11 de julho de 2026
Economia & Negócios

'Paradão' está forte na região, diz sindicato de caminhoneiros

Patrícia Zamboni
| Tempo de leitura: 2 min

Ainda sem uma resposta por parte do Governo Federal, os caminhoneiros decidiram seguir em frente com a paralisação iniciada neste domingo. Ontem, o Sindicato dos Motoristas Autônomos de Bauru ainda não tinha uma avaliação em termos de números. Mas o presidente da entidade, Waldir Faria Freitas, afirmou que na região a categoria havia aderido quase que na totalidade ao movimento, que está sendo chamado de “Paradão”. A paralisação está sendo organizada pela Federação Nacional dos Caminhoneiros.

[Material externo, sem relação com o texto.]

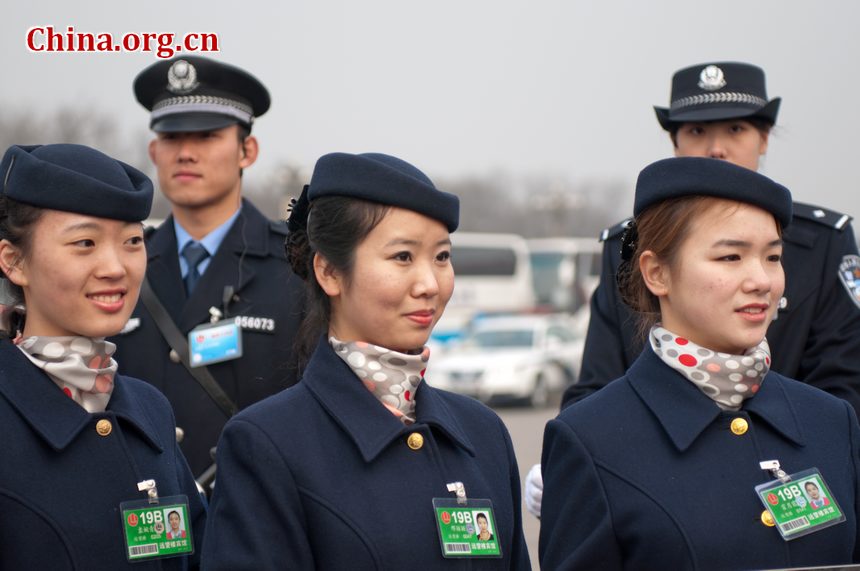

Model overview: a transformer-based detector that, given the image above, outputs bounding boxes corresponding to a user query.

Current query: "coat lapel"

[146,216,185,316]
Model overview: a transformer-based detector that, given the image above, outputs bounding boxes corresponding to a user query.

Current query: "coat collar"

[627,346,805,452]
[302,337,475,462]
[0,340,164,452]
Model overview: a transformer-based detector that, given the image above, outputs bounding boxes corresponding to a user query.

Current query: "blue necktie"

[182,240,209,295]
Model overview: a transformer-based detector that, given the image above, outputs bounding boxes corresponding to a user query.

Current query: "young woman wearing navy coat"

[0,145,205,571]
[204,153,530,571]
[540,158,860,570]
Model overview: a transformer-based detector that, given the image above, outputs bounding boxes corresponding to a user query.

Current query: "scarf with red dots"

[18,336,117,413]
[648,325,770,410]
[328,337,430,425]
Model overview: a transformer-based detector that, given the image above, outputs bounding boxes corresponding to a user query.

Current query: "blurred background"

[6,0,860,237]
[8,0,860,568]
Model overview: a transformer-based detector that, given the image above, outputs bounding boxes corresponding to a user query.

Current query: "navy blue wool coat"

[540,347,860,570]
[562,206,860,414]
[203,340,530,571]
[0,340,205,571]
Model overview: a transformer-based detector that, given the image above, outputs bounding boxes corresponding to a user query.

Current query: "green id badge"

[433,498,502,557]
[755,468,845,541]
[119,496,194,561]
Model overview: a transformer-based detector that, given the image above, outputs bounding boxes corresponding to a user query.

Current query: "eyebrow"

[711,238,782,248]
[62,222,142,234]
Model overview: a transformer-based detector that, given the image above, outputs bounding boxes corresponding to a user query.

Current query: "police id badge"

[839,255,860,307]
[188,318,242,367]
[755,468,845,541]
[120,496,194,561]
[433,498,502,557]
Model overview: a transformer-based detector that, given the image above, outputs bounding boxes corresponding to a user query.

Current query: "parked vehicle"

[425,314,584,407]
[432,232,535,344]
[528,238,602,313]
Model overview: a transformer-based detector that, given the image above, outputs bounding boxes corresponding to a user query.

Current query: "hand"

[525,464,543,519]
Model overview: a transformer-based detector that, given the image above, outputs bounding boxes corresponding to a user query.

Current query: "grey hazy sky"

[6,0,860,226]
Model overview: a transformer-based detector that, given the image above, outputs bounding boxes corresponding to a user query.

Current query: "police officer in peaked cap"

[562,62,860,412]
[525,62,860,515]
[110,56,304,478]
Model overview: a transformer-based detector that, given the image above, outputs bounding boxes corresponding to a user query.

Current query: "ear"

[314,253,343,297]
[639,250,671,297]
[148,139,158,164]
[239,135,260,169]
[0,240,29,287]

“Em Bauru, a adesão é maciça, mas ainda não temos um levantamento oficial. Recebi informações de que a adesão também é forte no Mato Grosso do Sul, Paraná, Rio Grande do Sul e São Paulo, incluindo Bauru, Botucatu, Ourinhos, Agudos, Garça, Jales, Lençóis Paulista, Reginópolis, Descalvado, entre outras cidades. Em Santos, a paralisação atinge mais de 90% dos autônomos. Quem está na estrada hoje (ontem), na maioria dos casos são pessoas que haviam carregado o veículo antes de iniciarmos a paralisação e agora estão voltando para casa”, afirmou Freitas.

De acordo com ele, a Federação Interestadual dos Caminhoneiros Autônomos de Cargas em Geral dos Estados de São Paulo, Minas Gerais, Mato Grosso e Mato Grosso do Sul (Fetrabens) e o próprio sindicato estão orientando para que, em lugar de fazer protestos nas estradas e parar nos acostamentos, os caminhoneiros autônomos simplesmente parem de trabalhar.

“Não faremos como no ano passado, com manifestações nas estradas, porque isso conta sete pontos na carteira de motorista, além da suspensão da mesma e apreensão do veículo, conforme consta no Código Nacional de Trânsito”, disse o presidente do sindicato.

As principais reivindicações da categoria são a redução do preço do óleo diesel em 30% com congelamento do valor por seis meses; mais segurança nas estradas; financiamento para a compra de rastreadores com juros subsidiados; cumprimento do vale-pedágio; adoção da planilha de custos de frete, elaborada pela equipe técnica da Confederação Nacional do Transporte (CNT) e mais fiscalização nas fronteiras.

Na terça-feira da semana passada, a Federação Nacional dos Caminhoneiros apresentou as reivindicações da categoria ao governo, durante reunião com representantes de três ministérios. Após reunião de quase quatro horas com os ministros João Henrique de Souza (Transporte) e Paulo de Tarso Ribeiro (Justiça) e um representante do Ministério de Minas e Energia, os organizadores do movimento decidiram manter a paralisação.

Segundo nota da Fetrabens, o governo teria reconhecido que as reivindicações são justas, mas que não haveria condições de atendê-las em função do final de mandato.